Belfast police are investigating an anti-Semitic hate crime after ten Jewish graves were smashed and toppled.
The incident took place last Thursday evening at the City Cemetery in Belfast, Northern Ireland.
Police are treating the incident as a hate crime saying those who carried out the damage showed a “total lack of respect”.
PSNI Insp Róisín Brown said she was “appalled” at the incident, which happened “where members of the community come to pay their respects”.
“The damage to these graves shows a total lack of respect for others and will have a significant impact on individuals and families within the Jewish community,” she said.
North Belfast DUP MLA William Humphrey said he was “disgusted and appalled” to hear about the attack.
“This is a very sad day for Belfast,” he said.
“I have nothing but the highest regard for the Belfast Jewish community, which continues to have my full support.”
Mr Humphrey added those responsible were “evil” and were guilty of “a most heinous hate crime”.

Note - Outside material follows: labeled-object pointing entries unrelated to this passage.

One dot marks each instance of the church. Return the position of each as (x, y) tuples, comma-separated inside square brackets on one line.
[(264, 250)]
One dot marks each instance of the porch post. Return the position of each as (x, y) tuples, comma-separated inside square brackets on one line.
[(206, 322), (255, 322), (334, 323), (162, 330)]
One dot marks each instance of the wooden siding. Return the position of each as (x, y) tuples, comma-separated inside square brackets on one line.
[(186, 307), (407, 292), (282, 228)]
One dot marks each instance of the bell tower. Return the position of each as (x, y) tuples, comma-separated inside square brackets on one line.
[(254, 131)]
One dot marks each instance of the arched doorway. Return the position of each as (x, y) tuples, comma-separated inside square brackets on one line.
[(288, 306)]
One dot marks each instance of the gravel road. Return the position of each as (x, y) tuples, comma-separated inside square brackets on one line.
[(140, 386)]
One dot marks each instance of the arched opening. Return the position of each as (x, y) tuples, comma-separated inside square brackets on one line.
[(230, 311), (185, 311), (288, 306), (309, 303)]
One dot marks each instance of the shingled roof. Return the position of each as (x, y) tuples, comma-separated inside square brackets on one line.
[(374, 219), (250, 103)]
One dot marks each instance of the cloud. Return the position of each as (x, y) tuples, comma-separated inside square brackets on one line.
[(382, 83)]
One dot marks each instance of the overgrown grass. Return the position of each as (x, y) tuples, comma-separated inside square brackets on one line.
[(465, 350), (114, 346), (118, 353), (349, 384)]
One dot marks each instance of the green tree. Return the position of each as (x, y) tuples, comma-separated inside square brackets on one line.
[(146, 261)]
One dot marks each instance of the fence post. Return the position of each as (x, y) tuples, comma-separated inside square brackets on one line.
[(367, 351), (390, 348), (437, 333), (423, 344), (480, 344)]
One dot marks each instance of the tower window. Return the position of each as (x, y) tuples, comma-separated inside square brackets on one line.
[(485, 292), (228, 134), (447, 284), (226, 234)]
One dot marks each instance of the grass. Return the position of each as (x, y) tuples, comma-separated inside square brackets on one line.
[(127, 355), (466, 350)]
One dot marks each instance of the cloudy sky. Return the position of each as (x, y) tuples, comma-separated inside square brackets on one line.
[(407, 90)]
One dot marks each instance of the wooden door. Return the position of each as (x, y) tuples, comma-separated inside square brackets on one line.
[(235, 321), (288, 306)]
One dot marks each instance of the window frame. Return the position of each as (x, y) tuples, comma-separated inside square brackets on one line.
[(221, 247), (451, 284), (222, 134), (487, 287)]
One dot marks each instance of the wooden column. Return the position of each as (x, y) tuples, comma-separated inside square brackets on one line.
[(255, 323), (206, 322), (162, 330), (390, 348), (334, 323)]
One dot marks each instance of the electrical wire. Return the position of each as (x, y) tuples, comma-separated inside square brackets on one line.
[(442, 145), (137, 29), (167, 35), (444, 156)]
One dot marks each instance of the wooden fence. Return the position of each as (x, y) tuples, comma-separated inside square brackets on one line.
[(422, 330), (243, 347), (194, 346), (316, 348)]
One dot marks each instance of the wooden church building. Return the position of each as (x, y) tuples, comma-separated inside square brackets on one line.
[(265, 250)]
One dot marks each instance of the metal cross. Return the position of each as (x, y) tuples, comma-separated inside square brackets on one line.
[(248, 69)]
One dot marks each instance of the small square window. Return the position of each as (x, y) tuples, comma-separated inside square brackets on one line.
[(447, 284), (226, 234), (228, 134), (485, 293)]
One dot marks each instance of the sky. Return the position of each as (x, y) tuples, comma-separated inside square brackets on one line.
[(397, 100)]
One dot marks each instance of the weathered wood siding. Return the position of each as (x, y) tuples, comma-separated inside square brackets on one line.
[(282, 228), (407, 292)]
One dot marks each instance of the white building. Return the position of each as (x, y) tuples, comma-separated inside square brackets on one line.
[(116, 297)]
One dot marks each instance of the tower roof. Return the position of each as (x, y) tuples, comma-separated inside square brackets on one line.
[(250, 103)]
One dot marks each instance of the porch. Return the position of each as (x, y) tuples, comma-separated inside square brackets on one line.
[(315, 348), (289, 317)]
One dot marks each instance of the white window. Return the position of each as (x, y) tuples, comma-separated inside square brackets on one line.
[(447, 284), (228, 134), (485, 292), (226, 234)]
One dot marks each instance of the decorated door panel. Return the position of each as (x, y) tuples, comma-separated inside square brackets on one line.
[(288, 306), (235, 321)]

Sinn Féin councillor Steven Corr attended the graveyard on Friday to help with the clean up.
Writing on social media, he said “these attacks on the headstones of dead people need to stop”.
He added that CCTV footage was being examined to identify who was responsible.
Some of the graves that were damaged date back to the 1870s and are located in a walled-off section of the cemetery which is often locked.
This is not the first time the cemetery has been targeted by vandals. In 2016, fourteen headstones were smashed in a similar incident.